Therapeutic targets for the treatment of microsporidiosis in humans

Bing Han, Louis M. Weiss

Research output: Contribution to journalReview articlepeer-review

24 Scopus citations


Introduction: Microsporidia have been increasingly reported to infect humans. The most common presentation of microsporidiosis is chronic diarrhea, a significant mortality risk in immune-compromised patients. Albendazole, which inhibits tubulin, and fumagillin, which inhibits methionine aminopeptidase type 2 (MetAP2), are the two main therapeutic agents used for treatment of microsporidiosis. In addition, to their role as emerging pathogens in humans, microsporidia are important pathogens in insects, aquaculture, and veterinary medicine.
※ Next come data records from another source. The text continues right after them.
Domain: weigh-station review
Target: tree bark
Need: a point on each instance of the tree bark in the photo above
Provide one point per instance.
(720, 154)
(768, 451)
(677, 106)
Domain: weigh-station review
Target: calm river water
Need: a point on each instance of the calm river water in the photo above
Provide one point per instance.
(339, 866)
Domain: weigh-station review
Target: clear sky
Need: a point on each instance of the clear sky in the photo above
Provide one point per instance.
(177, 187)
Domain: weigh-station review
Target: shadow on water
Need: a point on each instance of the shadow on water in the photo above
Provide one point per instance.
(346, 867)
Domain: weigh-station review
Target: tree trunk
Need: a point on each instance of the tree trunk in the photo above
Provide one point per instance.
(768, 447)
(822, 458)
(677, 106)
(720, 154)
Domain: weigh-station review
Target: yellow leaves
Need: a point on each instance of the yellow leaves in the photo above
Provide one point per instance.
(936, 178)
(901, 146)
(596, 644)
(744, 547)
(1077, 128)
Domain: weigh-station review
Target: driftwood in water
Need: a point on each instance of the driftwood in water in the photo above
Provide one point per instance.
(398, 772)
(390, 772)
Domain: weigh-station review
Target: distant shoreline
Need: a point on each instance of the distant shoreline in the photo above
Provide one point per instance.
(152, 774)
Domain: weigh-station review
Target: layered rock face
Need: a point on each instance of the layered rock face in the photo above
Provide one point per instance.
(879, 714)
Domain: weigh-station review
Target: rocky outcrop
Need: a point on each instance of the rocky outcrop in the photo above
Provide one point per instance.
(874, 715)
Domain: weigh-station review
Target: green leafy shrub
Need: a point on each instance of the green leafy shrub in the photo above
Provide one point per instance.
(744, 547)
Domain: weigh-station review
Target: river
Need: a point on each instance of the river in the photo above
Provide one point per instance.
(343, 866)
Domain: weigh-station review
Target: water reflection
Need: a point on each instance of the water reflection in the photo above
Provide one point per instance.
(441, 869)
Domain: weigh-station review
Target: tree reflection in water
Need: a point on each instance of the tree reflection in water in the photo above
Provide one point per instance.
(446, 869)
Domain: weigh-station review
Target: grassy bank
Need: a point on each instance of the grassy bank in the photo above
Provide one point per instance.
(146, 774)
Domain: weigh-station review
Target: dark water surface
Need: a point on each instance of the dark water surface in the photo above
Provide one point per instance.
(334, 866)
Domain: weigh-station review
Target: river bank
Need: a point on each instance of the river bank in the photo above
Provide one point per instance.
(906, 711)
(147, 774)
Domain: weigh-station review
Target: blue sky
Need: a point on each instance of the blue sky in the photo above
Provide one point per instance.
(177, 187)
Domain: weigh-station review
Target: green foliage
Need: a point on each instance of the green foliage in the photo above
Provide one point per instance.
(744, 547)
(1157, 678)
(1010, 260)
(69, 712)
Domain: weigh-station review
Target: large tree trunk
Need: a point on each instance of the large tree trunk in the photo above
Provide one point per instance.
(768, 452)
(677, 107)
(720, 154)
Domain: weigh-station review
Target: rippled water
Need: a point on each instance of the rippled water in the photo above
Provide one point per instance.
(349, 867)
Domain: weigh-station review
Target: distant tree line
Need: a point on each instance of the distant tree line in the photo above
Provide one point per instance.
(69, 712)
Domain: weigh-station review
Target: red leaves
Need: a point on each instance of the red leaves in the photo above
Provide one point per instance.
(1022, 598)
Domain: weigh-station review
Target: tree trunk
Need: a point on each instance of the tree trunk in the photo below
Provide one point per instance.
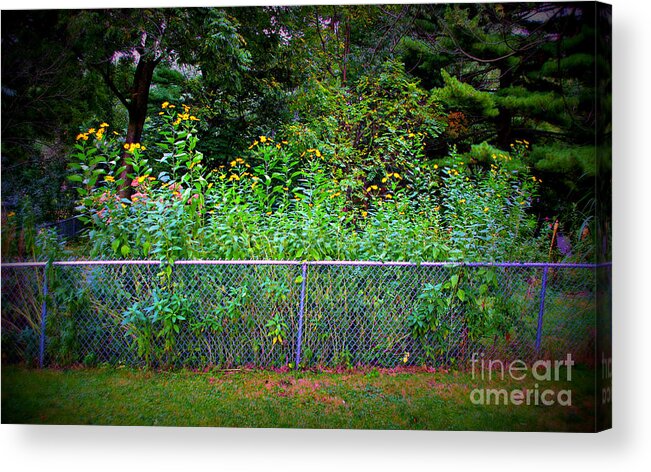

New therapeutic targets and therapies have become a recent focus of attention for medicine, veterinary, and agricultural use. Areas covered: Herein, we discuss the detection and symptoms of microsporidiosis in humans and the therapeutic targets that have been utilized for the design of new drugs for the treatment of this infection, including triosephosphate isomerase, tubulin, MetAP2, topoisomerase IV, chitin synthases, and polyamines. Expert opinion: Enterocytozoon bieneusi is the most common microsporidia in human infection. Fumagillin has a broader anti-microsporidian activity than albendazole and is active against both Ent. bieneusi and Encephaliozoonidae. Microsporidia lack methionine aminopeptidase type 1 and are, therefore, dependent on MetAP2, while mammalian cells have both enzymes. Thus, MetAP2 is an essential enzyme in microsporidia and new inhibitors of this pathway have significant promise as therapeutic agents.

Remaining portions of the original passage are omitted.